API.ai offers natural language technology that can be used in apps, devices and services, and will integrate that technology with Cisco’s Spark and Tropo communications platforms. Through the integration, developers can create bots and other interfaces for Spark and Tropo that can understand natural language and respond in real-time. Tropo includes cloud-based APIs for voice and messaging, while Spark is a cloud collaboration platform that offers messaging, meeting and calling capabilities, and includes open APIs and software-development kits (SDKs).
Redbooth, which offers an all-in-one project management and collaboration platform, is taking advantage of the partnership by integrating with Spark and leveraging the API.ai commands to manage Redbooth-based projects from Spark messaging streams, officials said.

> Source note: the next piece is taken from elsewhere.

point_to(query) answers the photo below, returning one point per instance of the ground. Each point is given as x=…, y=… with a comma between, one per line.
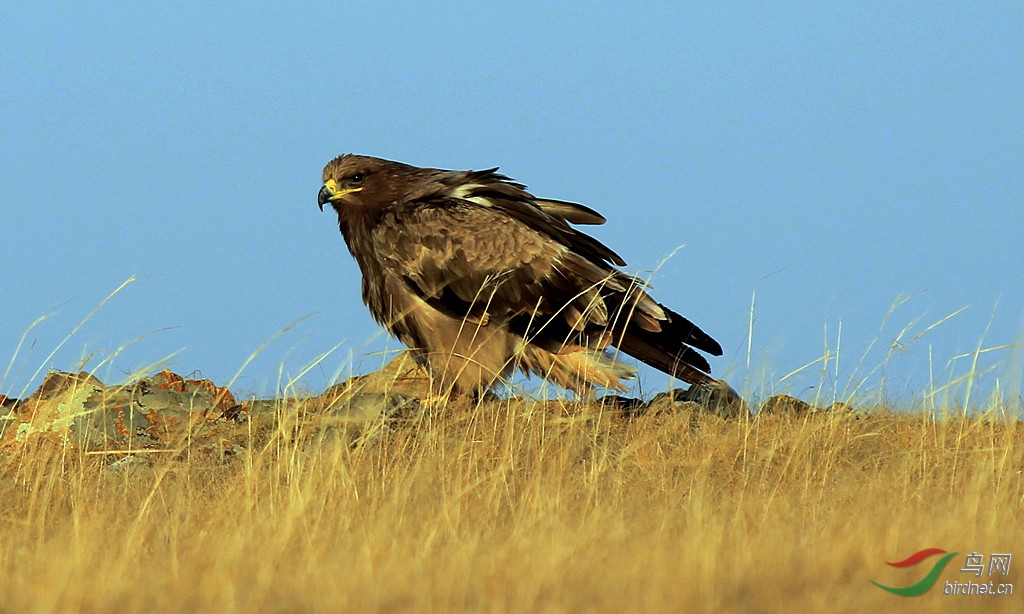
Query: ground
x=171, y=494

“API.ai’s capability to provide natural language understanding and sophisticated conversational interfaces are a perfect match for enterprise developers building bots and collaborative communication solutions,” company CEO Ilya Gelfenbeyn said in a statement.
Cisco’s partnership strategy comes as more vendors—such as Slack, Microsoft’s Skype and Facebook’s Messenger—are bringing bots into their communications solutions. Cisco already is partnering with IBM to bring together Big Blue’s Watson cognitive computing technology and Cisco’s collaboration tools and with Apple to more tightly integrate Apple’s iOS mobile operating system with Spark and WebEx.
Earlier this year Cisco announced a $150 million fund—the Cisco Spark Innovation Fund—to encourage developers to create apps for the collaboration platform, including bots.